The final days of her most recent concert tour brought tragedy.  At the end of June, Adele had to cancel the last two concerts of the tour that included the show we caught in Boston back in the fall of 2016.

Adele posted a long announcement on Twitter on June 30 announcing the cancelations.

She said, “To say I’m heartbroken would be a complete understatement.”  And she went on, “I’m already maxed out on steroids and aids for my voice. I’ve considered doing Saturday night’s show but it’s highly unlikely I’d even make it through the set and I simply can’t crumble in front of you all and walk out on you in that way.”

She explains the background of her vocal issues, “I’ve struggled vocally both nights. . . . I had to push a lot harder than I normally do. I felt like I constantly had to clear my throat.”  Speakers everywhere can appreciate the agony Adele must have been going through.  The show must go on — so what do you do when you are the show and you can’t. go. on?

There’s no good answer to that question.  Only bad ones.  Once again, Adele had damaged her vocal chords from the constant pressure of singing and on advice from her throat doctor had to cancel the remaining two shows of her 123-show tour.  It was an astonishing and heartbreaking finale, not the triumphant one she intended, and it raises the larger and even more horrible question of whether or not she will be able to sing again in public, on tour, ever.

In a previous operation six years ago, Dr. Steven Zeitels of Mass General Hospital in Boston, had removed a polyp that had formed under the outer layer of one of Adele’s vocal cords.

Can another operation save her voice?

In addition to his work on Adele, Zeitels, who directs the Massachusetts General Hospital Center for Laryngeal Surgery and Voice Rehabilitation, has reportedly repaired the cords of more than 700 performing artists, including Sam Smith, Lionel Richie, Bono and Cher. Michael Bublé, Keith Urban, Meghan Trainor and Celine Dion apparently have also had to quit touring to get their vocal cords surgically repaired by other doctors.

What’s going on?  Why are so many singers from a variety of genres, styles, and levels all suffering vocal damage?

It’s a combination of three things:  modern life, with its constant travel (airplane air is tough on vocal cords), pressure to sing lots and push the voice (most singers don’t make tons of money; the few that do are under enormous pressure to maximize their singing years while they’re hot, and lack of training about how to handle the voice.

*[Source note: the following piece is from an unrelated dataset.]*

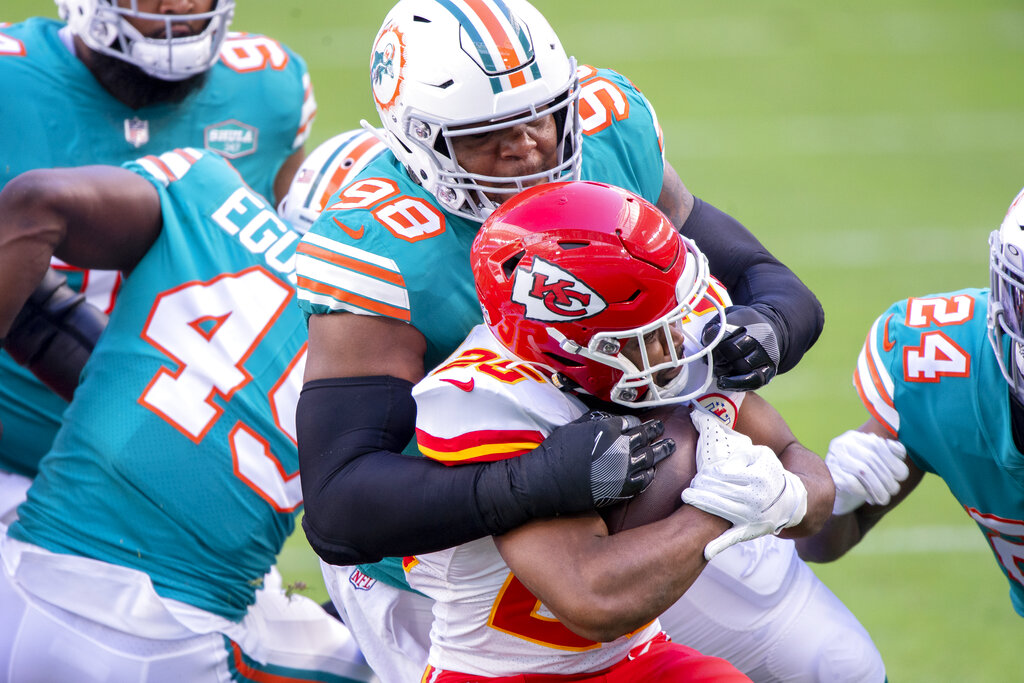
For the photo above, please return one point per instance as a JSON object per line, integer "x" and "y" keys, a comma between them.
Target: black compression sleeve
{"x": 365, "y": 500}
{"x": 757, "y": 279}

Here’s the reason, besides being a fan, that I’m so fascinated by Adele’s struggles.  If someone with all the professional support she can have, and all the expert advice about her singing, can’t save her voice, how can speakers, whose speaking puts at least a similar kind of pressure on their voices, take care of their own?  With  typically much less professional advice, support, and coaching, they are essentially gambling on long odds that their voices will keep working.

Please, please, if your speaking is at all important to you, study the many posts (here’s one, another, and another, and another)  I’ve put on the site about proper breathing, support, and care of the voice.  Get a book or two on the subject, and never, ever, speak again without adequate support with your breathing, your abdominals, and your diaphragm.

With proper care and rest, there’s no reason why you shouldn’t speak well into your 9th decade.  I wish for you a happy retirement somewhere sunny, with a voice strong enough to greet your grandchildren and great-grandchildren with joy.  I need you to do the work so that idyllic picture can be the one all of us see.